About 50 Palestinians were killed and more than 200 others injured in Israeli shelling in southern Gaza Strip after the collapse of the three-day ceasefire which briefly began on Friday morning, medics reported.
The Israeli army aid two soldiers were killed in fighting in the Gaza Strip Friday and named a third man feared captured as a Second Lieutenant Hadar Goldin, 23. Earlier an army spokesman said a 72-hour truce that was to have taken effect Friday morning was now over due to the incident.
The White House on Friday described a reported Hamas attack in Israel as “barbaric” violation of ceasefire.
Meanwhile, Israel announcing the end of the ceasefire also comes after one of its army tank’s fire initially killed eight people in southern Gaza medics said.

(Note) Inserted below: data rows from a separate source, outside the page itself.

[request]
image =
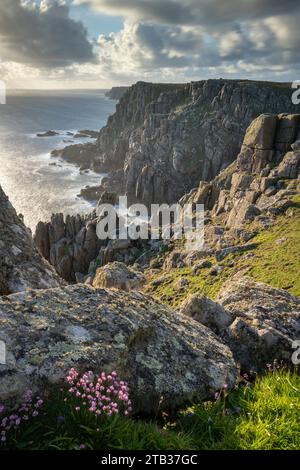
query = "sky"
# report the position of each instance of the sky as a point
(102, 43)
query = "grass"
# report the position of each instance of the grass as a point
(263, 415)
(275, 261)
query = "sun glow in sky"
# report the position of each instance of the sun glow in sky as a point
(101, 43)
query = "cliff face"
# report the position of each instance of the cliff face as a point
(21, 266)
(262, 180)
(116, 92)
(163, 139)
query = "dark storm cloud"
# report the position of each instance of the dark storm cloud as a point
(42, 36)
(185, 12)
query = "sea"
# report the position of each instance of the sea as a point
(35, 186)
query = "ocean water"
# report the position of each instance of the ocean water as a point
(35, 187)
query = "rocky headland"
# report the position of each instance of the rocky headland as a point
(163, 139)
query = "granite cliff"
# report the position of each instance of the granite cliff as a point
(21, 265)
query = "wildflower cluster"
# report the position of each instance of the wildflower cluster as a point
(27, 410)
(105, 394)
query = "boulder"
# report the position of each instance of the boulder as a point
(206, 312)
(119, 276)
(21, 265)
(167, 358)
(265, 322)
(242, 212)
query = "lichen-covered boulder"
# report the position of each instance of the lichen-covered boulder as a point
(205, 311)
(265, 322)
(167, 358)
(119, 276)
(21, 265)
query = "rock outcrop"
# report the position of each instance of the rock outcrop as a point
(168, 359)
(70, 244)
(257, 184)
(116, 92)
(257, 322)
(164, 139)
(21, 265)
(266, 321)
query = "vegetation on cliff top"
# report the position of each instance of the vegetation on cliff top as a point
(275, 261)
(263, 415)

A doctor at a nearby Abu Yusef al-Najjar hospital gave no immediate details of the identities of those killed, but said they had died in a bombardment east of the southern city of Rafah, after an AFP correspondent saw heavy shelling of the area.
Hamaz official, Izzat al-Rishq, told Al Arabiya News Channel that Israel was the one to violate the truce.
Israel accuses Hamas
Israel accused Hamas of committing “fragrant breach” of Gaza truce.
“Once again the terror organizations in Gaza flagrantly violating the ceasefire to which they committed themselves, this time to the U.S. Secretary of State and the U.N. Secretary General,” a statement from Prime Minister Benjamin Netanyahu's office said, without pointing to a specific incident.
The truce went into effect Friday morning after the United States and United Nations announced that Israel and Hamas agreed to the humanitarian ceasefire in Gaza Strip.
In a joint statement, the U.S. and U.N. said they had gotten confirmation that all parties to the conflict had agreed to an unconditional ceasefire, in which they would negotiate a longer truce.
The statement was released in New Delhi, where U.S. Secretary of State John Kerry is now meeting with Indian officials.
Meanwhile, Kerry said he remained hopeful for a ceasefire in the Gaza conflict but declined to predict when.
Kerry said he had remained in close contact on the telephone with players in the Middle East to try to end the Israel-Hamas conflict.
"The United States remains hopeful that it is achievable, and the sooner the better," Kerry said of a ceasefire.
"There is no promise in that, but I think everybody would feel better if there was a bona fide effort," Kerry told a joint news conference with Indian Foreign Minister Sushma Swaraj in New Delhi.
Netanyahu's annoucement came a day after the United States confirmed it had restocked Israel's supplies of ammunition, hours after issuing a strong condemnation of an attack on a United Nations school in Gaza.
The Israeli military requested additional ammunition to restock its dwindling supplies on July 20, the Pentagon said. The U.S. Defense Department approved the sale just three days later.
"The United States is committed to the security of Israel, and it is vital to U.S. national interests to assist Israel to develop and maintain a strong and ready self-defense capability," Pentagon spokesman Rear Admiral John Kirby said in a statement.
"This defense sale is consistent with those objectives."
Two of the requested munitions came from a little-known stockpile of ammunition stored by the U.S. military on the ground in Israel for emergency use by the Jewish state. The War Reserve Stockpile Ammunition-Israel is estimated to be worth $1 billion.
Kirby stressed that those munitions had been in WRSA-I stock for "a few years, well before the current crisis."
"All stocks in WRSA-I, as required by law, are 'in excess to U.S. requirements," he added.
Gaza officials say at least 1,361 Palestinians, most of them civilians, have been killed in the battered enclave and nearly 7,000 wounded. Fifty-six Israeli soldiers have been killed in Gaza clashes and more than 400 wounded. Three civilians have been killed in Palestinian shelling in Israel.
U.N. Secretary General Ban Ki-moon was incensed on Wednesday at the deaths of at least 15 Palestinians among thousands sheltering at a school whose U.N. administrator said appeared to have been hit by Israeli artillery.
U.N. human rights chief Navi Pillay on Thursday slammed what she said was Israel's "deliberate defiance" of international law during the Gaza conflict.
Pillay lambasted the country's attacks on homes, schools, hospitals and United Nations facilities in Gaza.
"None of this appears to me to be accidental," she told reporters in statements carried by AFP. "There appears to be deliberate defiance of obligations that international law imposes on Israel.